One case that gave lawmakers reason to be hopeful was Colorado’s Direct Marketing Association v. Brohl, which was resolved in February. We followed that case up to the Supreme Court and back, most recently explaining that the Tenth Circuit, the last stop for the case, upheld Colorado’s notice and reporting law, created to enable tax collection rules that were heretofore unenforceable.

Other states are crafting their own laws that alter nexus standards. One common element of this legislation is the establishment of a relatively low sales threshold amount that triggers assessment and collection obligations, as in Louisiana and Alabama, at $50,000 and $250,000, respectively. Louisiana’s law took effect in mid-March, and Alabama’s has been in place since January 1. 

South Dakota’s solution

One tactic that South Dakota has taken to maximize revenues is to increase its sales and use tax, effective June 1, 2016, from 4 percent to 4.5 percent. 

Another is the passage of a new nexus law, SB 106. Reasoning that “an emergency is hereby declared to exist,” the authors proclaim that South Dakota is suffering “especially serious” harm because it has no income tax, making sales and use tax revenues that much more important for the funding of essential state and local services. It may give the Supreme Court an opportunity to reconsider the stance it took in Quill that prevents states from requiring remote sellers to collect sales tax. 

In the meantime, SB 106 aims to step in and abate the damage resulting from the Quill decision. Signed on March 29, 2016, it sets a sales tax remittance obligation for out-of-state retailers at $100,000 of in-state sales, or, 200 or more separate electronic or delivery transactions. It took effect May 1, 2016. If any company meets one or both of these requirements, it is required to obtain a business tax license. On its website, the South Dakota Department of Revenue posted a link to its Tax Application web page

The legislation allows South Dakota to sue any “person” for a judicial declaration that the person’s obligation to remit sales tax is applicable and valid under state and federal law. Further, it gives any such declaratory action “priority over any other action presenting the same question in any other venue,” justified as “necessary and appropriate” because and refusal to collect the necessary taxes causes “imminent harm to this state.” 

Recognizing the difficulty the law can place on out of state retailers, its authors included an injunction provision.
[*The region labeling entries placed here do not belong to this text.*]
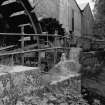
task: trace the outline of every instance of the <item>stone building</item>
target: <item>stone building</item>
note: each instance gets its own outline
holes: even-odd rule
[[[76,0],[30,0],[38,19],[55,18],[75,36],[92,34],[93,15],[89,4],[82,10]]]

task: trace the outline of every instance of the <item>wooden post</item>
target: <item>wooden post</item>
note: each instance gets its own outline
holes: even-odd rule
[[[21,33],[24,34],[24,26],[21,26]],[[24,36],[21,36],[21,50],[24,50]],[[22,65],[24,65],[24,54],[22,54]]]
[[[54,36],[55,45],[57,44],[57,35],[58,35],[58,31],[56,30],[55,31],[55,36]],[[56,59],[57,59],[57,49],[55,49],[55,53],[54,53],[54,64],[56,64]]]

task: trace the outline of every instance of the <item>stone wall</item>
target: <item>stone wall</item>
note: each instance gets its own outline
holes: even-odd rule
[[[42,74],[38,68],[1,67],[0,105],[67,104],[80,96],[80,76]],[[54,77],[58,77],[57,82]],[[60,78],[62,77],[62,78]],[[60,80],[61,79],[61,80]],[[60,81],[59,81],[60,80]]]

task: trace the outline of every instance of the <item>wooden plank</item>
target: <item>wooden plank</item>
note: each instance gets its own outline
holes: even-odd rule
[[[7,50],[7,49],[12,48],[12,47],[15,47],[15,46],[16,46],[16,45],[1,47],[1,48],[0,48],[0,51],[2,51],[2,50]]]

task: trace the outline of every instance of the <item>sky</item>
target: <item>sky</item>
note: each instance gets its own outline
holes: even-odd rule
[[[89,3],[91,9],[94,9],[94,2],[92,2],[92,0],[76,0],[78,2],[78,4],[80,5],[81,9],[84,8],[84,6]]]

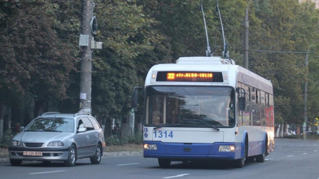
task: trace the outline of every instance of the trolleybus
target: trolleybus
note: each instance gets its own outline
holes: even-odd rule
[[[143,88],[144,157],[262,163],[274,149],[272,83],[220,57],[181,57],[149,70]]]

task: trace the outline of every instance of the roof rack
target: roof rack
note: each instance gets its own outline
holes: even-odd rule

Thus, while a declaratory action is pending, the state may not enforce the tax collection obligation unless there is already a declaration of applicability establishing the validity of the obligation. 

Finally, no obligation can be applied retroactively, and only the South Dakota’s Supreme Court can hear an appeal. 

Prompt legal action

The Dakota Free Press reported that South Dakota could recoup $48 million to $58 million a year in online sales tax from remote sellers. The ink on the statute to do just that is barely dry, but several entities have already filed lawsuits. In one, on April 28, 2016, the state itself sued four internet retailers, Newegg Inc., Overstock.com Inc., Systemax Inc. and Wayfair LLC , according to Internet Retailer. The magazine ranked these firms at numbers 17, 29, 32 and 24, respectively, on its 2016 Top 500 Guide of e-tailers. This suit is based on the fact that the four defendants have not yet followed up on South Dakota’s notification, of a total of 206 sellers, including these four, that they would likely be subject to SB 106’s mandates. Forty have responded by registering with the state. 

The Internet Retailer article also addressed a second action, this one with the Mount Rushmore State as the defendant. On April 29, 2016, the American Catalog Mailers Association and NetChoice filed their complaint. Their position is that SB-106 is unconstitutional because it impermissibly interferes with interstate commerce and violates due process. 

Quoting NetChoice’s executive director, Internet Retailer asserted that SB 106 “acknowledges it would require a change in federal constitutional doctrine…[and] was designed to fast-track to the state Supreme Court and on to the U.S. Supreme Court this challenge to the Quill doctrine.”